The fresh branding strategy for the 125-year-old tennis organization comes amid renewed mainstream interest in what’s long been considered a niche sport in this country. And as young, photogenic Canadian stars such as Milos Raonic and Eugenie Bouchard win big internationally, the timing couldn’t be better.
“With two Canadians ranked inside the top 10 for the first time ever … and more than six million Canadians having played the sport in the last year, tennis has never been more relevant,” said Mark Healy, Tennis Canada’s chief marketing officer.

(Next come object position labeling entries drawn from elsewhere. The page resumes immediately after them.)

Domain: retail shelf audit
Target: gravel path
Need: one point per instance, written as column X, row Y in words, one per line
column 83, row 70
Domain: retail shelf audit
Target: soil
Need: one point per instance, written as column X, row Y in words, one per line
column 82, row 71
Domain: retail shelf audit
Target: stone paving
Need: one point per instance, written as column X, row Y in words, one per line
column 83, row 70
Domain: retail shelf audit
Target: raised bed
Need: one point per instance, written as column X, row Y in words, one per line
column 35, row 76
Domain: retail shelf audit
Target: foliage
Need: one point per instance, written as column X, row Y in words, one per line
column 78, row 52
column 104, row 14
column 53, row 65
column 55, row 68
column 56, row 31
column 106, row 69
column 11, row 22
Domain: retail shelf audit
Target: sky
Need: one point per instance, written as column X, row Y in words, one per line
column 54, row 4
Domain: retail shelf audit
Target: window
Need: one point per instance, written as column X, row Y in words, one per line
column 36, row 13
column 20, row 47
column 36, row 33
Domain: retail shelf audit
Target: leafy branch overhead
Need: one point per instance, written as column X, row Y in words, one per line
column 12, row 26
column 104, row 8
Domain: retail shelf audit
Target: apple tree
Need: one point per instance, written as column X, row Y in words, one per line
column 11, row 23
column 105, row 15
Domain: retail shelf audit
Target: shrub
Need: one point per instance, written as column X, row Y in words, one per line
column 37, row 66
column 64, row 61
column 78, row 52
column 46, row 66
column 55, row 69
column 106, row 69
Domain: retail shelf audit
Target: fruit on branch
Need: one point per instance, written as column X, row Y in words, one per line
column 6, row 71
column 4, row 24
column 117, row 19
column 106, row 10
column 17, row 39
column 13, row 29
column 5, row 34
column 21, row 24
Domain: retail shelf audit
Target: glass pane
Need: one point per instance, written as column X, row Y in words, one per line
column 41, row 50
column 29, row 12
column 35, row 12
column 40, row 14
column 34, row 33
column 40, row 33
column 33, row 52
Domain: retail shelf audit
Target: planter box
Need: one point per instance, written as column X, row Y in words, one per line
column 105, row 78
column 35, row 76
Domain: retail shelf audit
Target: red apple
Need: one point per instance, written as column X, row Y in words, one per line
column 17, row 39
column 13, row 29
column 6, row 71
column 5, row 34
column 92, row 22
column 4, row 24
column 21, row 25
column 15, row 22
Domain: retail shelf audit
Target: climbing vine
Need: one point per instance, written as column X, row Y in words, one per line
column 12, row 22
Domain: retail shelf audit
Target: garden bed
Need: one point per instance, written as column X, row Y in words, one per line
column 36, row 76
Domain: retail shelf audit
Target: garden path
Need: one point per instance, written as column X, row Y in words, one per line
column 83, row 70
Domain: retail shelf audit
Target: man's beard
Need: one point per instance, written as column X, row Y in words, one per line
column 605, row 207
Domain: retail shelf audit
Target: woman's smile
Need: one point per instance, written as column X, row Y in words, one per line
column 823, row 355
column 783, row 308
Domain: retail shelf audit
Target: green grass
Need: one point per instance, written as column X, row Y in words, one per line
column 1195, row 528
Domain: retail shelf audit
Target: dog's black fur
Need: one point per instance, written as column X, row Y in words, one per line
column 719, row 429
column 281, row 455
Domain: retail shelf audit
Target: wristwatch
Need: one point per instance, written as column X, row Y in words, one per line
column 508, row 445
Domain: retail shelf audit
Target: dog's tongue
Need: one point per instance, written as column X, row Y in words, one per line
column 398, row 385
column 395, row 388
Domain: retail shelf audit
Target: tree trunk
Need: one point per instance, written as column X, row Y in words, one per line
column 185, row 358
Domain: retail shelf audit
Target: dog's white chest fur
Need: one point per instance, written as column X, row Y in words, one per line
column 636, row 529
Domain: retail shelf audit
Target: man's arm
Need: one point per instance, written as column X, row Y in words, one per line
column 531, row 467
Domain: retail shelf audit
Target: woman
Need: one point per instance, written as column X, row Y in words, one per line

The campaign, which is rolling out in television, print and digital next month, aims to inspire and excite by linking some of the world’s top players to the amateurs who play at courts and clubs across the country.
In many ways, the rebrand—which follows the development of a new logo a few years ago—is all about serving up accessibility, said Marcus Wiseman, partner and strategic lead at Revolution.
In fact, Wiseman said the rebrand aims to bring “an entirely different attitude” to the sport.
By contrast, Wiseman said tennis has been seen as a niche sport in our country, with the game’s top names known only to “insiders.”
But with growing international success over the past few years, Revolution wanted “to have Canada recognized as the world-leading tennis nation that it is,” said Wiseman.
The print visuals show big Canadian stars in the heat of the match, and likewise, the video spots feature tournament clips of Raonic and Bouchard overcoming adversity and winning big points.
The real trick of the campaign, however, is how the creators match up the big league footage with that of regular Canadians doing their best on the court.
“Our insight was that tennis is one game composed of a million moments, so we set out to capture the spirit and emotion of the sport by focusing on some of those millions of universally recognizable moments.”
And as anyone who’s ever picked up a racket can attest to, a tennis match is a mixture of positive negative emotions—especially when you double fault too many times.
“Pro or amateur, young or old, every player and every viewer recognizes moments of anguish, moments of fear, moments of elation and victory,” said Wiseman.
Some of the ideas for the strategy were developed through a social campaign that ran last fall, where Canadians were asked to share what the sport meant to them. The result was a handful of key themes: Grace, honour, passion, discipline, respect and perseverance.
Revolution started strategic planning and conceptual work on the Live the Moment campaign in December, shortly after winning AOR status.
Wiseman couldn’t say how many other agencies were vying for the job, but said Tennis Canada was “very, very thorough” during the courtship phase last year.
“They looked at broad selection of brand, creative, digital, and experimental agencies and built, what CMO Mark Healy euphemistically refers to as his ‘agency consortium,’” he said.
Previously, Toronto’s Bensimon Byrne worked with Tennis Canada, but the company did not hold AOR status and instead worked on a project-to-project basis, said Wiseman.
Rain Communications oversaw the website creation and will handle social media for the campaign, which will go live on March 2—only a few days before Canada meets Japan at the Davis Cup on March 6.